= Student teams-achievement divisions =

Student teams-achievement divisions (STAD) is a Cooperative learning strategy in which small groups of learners with different levels of ability work together to accomplish a shared learning goal. It was devised by Robert Slavin and his associates at Johns Hopkins University.

STAD is considered as one of the most researched, simplest, and most straightforward of all cooperative learning. It was established based on the fulfillment of instructional pedagogy. It is used in meeting well-defined instructional objectives. It is a learning strategy in which there are small group of learners with different levels of abilities, wherein they all come together to accomplish a shared learning goal.

==Working of STAD==
The students are placed in small groups or teams. The class in its entirety is presented with a lesson and students are subsequently tested. Individuals are graded on the team's performance. Although the tests are taken individually, students are encouraged to work together to improve the overall performance of the group. It is basically a team work, but students are graded individually according to their contribution that they make towards their team. Usually in STAD students are assigned four to five members in a group that are mixed in performance level, gender, and ethnicity.
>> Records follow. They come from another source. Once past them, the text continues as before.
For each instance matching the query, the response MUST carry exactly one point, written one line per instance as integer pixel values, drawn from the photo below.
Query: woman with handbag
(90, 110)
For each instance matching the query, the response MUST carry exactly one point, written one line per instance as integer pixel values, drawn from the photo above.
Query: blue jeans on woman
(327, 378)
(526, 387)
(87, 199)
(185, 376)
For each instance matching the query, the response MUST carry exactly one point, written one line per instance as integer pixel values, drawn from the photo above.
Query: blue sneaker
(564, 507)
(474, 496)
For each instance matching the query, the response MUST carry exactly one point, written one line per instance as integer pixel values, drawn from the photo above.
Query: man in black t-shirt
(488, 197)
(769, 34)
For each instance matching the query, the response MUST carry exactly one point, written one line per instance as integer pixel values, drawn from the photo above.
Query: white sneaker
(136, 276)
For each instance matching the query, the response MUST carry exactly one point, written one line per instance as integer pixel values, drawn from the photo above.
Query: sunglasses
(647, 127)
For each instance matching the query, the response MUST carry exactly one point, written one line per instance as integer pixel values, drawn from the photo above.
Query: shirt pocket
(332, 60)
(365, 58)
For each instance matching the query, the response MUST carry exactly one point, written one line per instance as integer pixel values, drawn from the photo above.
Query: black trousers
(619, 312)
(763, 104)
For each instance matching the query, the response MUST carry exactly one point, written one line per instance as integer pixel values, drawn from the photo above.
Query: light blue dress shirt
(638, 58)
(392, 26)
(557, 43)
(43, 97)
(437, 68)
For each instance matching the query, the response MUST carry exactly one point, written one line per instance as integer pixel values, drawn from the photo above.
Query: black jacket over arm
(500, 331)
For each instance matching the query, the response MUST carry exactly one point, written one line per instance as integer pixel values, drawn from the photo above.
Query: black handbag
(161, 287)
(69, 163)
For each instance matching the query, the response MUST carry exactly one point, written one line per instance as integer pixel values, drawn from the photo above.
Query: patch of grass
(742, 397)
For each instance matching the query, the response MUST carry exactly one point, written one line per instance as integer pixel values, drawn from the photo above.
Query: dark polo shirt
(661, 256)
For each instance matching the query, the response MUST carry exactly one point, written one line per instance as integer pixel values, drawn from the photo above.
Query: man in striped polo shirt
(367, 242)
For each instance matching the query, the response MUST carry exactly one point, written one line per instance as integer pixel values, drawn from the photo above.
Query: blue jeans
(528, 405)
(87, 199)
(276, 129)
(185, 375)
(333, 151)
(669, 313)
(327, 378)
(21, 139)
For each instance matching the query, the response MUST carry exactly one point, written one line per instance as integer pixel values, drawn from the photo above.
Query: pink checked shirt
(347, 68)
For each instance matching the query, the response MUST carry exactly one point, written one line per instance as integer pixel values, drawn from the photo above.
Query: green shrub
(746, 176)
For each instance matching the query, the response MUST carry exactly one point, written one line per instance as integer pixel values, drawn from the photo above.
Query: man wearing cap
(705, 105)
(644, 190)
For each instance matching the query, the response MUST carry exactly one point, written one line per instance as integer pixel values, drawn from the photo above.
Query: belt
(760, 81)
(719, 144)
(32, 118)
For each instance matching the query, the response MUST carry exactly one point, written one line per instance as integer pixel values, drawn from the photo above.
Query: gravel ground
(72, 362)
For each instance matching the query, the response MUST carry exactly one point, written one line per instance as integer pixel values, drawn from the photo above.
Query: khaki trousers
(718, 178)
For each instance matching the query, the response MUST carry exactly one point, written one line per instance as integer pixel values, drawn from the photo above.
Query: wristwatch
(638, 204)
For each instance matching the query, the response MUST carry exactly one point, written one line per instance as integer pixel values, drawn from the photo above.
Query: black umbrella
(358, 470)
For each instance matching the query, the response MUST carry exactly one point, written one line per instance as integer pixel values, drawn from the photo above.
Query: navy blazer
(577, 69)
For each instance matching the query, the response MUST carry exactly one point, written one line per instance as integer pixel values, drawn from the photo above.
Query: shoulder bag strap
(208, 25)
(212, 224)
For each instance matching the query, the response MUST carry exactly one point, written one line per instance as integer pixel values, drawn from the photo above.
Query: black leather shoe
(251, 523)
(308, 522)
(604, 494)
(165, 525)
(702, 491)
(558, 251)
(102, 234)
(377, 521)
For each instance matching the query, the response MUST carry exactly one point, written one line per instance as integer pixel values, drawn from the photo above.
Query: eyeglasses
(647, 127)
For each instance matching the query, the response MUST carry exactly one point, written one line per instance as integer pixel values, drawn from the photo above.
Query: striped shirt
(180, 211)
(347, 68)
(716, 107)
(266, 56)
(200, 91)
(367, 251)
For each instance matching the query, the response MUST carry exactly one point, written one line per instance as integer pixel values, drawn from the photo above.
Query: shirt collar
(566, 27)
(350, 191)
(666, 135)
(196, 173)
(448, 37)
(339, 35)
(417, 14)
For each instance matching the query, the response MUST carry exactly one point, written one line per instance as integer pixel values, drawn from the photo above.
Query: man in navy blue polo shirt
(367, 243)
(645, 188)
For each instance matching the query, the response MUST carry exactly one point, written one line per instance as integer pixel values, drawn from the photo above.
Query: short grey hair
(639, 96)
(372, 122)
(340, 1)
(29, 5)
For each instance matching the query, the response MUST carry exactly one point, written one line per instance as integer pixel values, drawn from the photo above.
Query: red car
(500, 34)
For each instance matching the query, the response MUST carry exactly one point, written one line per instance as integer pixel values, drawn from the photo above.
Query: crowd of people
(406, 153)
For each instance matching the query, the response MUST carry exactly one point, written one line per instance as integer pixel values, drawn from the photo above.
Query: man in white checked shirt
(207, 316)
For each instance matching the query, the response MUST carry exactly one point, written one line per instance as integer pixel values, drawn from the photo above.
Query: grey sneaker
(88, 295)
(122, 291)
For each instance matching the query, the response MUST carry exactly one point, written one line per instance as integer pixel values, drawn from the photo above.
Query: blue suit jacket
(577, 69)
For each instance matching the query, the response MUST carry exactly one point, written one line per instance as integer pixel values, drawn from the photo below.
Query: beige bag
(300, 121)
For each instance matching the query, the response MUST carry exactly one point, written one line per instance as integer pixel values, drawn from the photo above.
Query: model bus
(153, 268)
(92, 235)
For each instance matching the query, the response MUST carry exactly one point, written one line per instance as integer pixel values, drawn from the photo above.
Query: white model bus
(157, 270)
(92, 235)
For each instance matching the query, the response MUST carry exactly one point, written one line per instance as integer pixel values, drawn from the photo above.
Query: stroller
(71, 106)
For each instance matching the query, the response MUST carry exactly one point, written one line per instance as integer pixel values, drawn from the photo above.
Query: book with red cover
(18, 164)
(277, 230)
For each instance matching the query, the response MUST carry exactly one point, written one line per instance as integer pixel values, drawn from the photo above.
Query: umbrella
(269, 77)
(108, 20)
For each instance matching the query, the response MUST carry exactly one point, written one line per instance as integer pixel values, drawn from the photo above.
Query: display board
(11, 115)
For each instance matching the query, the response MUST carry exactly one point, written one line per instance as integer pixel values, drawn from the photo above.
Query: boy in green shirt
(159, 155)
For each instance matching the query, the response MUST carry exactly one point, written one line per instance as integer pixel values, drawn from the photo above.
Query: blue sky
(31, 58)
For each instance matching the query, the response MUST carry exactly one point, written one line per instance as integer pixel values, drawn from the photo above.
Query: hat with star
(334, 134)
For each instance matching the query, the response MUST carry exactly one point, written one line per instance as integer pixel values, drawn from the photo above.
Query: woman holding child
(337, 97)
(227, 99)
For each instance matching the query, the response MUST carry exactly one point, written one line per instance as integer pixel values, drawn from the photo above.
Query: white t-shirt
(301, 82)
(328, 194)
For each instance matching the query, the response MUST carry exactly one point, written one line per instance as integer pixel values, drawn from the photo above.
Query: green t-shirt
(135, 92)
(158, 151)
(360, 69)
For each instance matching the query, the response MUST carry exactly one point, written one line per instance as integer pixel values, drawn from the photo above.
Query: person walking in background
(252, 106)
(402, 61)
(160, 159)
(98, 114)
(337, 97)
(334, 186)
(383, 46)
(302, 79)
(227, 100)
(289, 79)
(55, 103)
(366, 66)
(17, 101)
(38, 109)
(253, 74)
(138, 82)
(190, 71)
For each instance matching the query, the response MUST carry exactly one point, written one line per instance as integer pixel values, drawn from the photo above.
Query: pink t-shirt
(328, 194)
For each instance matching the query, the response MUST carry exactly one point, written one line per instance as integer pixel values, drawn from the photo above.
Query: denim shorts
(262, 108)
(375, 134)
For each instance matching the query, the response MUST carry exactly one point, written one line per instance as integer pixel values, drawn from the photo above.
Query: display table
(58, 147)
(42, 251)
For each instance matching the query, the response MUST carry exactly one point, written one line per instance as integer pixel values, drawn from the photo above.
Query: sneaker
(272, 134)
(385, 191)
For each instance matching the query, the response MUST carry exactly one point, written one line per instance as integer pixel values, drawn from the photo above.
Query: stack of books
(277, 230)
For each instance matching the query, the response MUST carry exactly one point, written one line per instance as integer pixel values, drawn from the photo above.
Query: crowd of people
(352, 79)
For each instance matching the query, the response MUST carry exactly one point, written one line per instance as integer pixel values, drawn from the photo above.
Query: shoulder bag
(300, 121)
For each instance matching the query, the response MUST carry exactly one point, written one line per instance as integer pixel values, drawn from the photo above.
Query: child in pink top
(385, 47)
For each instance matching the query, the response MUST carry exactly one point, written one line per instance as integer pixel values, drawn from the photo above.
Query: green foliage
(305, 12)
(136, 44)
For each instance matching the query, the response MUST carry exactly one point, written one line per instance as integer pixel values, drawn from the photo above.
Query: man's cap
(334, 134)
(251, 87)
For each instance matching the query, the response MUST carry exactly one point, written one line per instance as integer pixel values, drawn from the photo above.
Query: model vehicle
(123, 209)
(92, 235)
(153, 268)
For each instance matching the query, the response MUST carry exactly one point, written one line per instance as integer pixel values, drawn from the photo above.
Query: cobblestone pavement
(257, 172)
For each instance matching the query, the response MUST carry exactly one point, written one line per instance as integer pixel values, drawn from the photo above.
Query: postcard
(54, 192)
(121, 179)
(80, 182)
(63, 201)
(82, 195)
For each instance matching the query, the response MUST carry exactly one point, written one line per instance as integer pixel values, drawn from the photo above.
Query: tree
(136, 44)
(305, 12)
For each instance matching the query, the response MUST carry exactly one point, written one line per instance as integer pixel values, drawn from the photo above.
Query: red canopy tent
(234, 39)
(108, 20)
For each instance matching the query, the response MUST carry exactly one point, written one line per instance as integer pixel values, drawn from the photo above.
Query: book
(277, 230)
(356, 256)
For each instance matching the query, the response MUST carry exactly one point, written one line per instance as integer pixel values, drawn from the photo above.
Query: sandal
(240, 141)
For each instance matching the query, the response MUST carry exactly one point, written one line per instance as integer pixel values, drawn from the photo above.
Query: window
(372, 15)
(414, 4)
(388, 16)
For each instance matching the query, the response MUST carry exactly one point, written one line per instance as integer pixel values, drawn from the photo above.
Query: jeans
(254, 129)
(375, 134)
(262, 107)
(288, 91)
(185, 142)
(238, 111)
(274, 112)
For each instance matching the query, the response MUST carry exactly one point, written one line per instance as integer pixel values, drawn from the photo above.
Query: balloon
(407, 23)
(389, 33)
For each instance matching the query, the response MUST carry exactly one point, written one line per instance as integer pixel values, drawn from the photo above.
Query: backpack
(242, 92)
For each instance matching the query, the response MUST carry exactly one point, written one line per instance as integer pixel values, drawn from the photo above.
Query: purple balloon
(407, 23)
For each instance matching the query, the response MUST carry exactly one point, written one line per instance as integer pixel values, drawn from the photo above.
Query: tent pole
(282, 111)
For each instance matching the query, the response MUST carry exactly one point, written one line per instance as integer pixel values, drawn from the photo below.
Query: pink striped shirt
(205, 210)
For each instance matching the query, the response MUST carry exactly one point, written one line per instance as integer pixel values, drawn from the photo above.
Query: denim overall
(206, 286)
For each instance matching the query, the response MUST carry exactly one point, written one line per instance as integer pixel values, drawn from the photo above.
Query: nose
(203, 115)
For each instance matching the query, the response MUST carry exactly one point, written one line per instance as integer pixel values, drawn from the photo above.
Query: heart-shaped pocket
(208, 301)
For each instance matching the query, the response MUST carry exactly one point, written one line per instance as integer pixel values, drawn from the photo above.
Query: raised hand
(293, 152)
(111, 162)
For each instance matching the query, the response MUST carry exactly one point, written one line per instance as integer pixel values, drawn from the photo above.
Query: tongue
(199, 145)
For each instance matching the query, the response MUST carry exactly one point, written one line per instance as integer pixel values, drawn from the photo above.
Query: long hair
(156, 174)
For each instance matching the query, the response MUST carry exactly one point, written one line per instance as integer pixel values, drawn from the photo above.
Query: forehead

The teacher teaches a lesson to the students and they then work in teams and ensure that they have mastered the lesson. The students take individual quizzes on the material, at which they may not help each other. Their scores are compared to their own past averages and points are awarded on the basis of the degree to which students meet or exceed their own earlier performance. It encourages the students to take up responsibility for other members in their group as well as themselves. Thus in this way it is guaranteed that all group members with different levels are equally motivated to do their best.

Slavin (1995) enumerated three main concepts of STAD as team rewards, individual accountability and for equal opportunities for success . Team rewards are certificates or either rewards which are given if a STAD group achieves higher than predetermined level . In this way a spirit of positive competition is reinforced and all or none of the groups would be rewarded based on how they score. In terms of individual accountability, the individual learning of each of the group members determines the success of the terms.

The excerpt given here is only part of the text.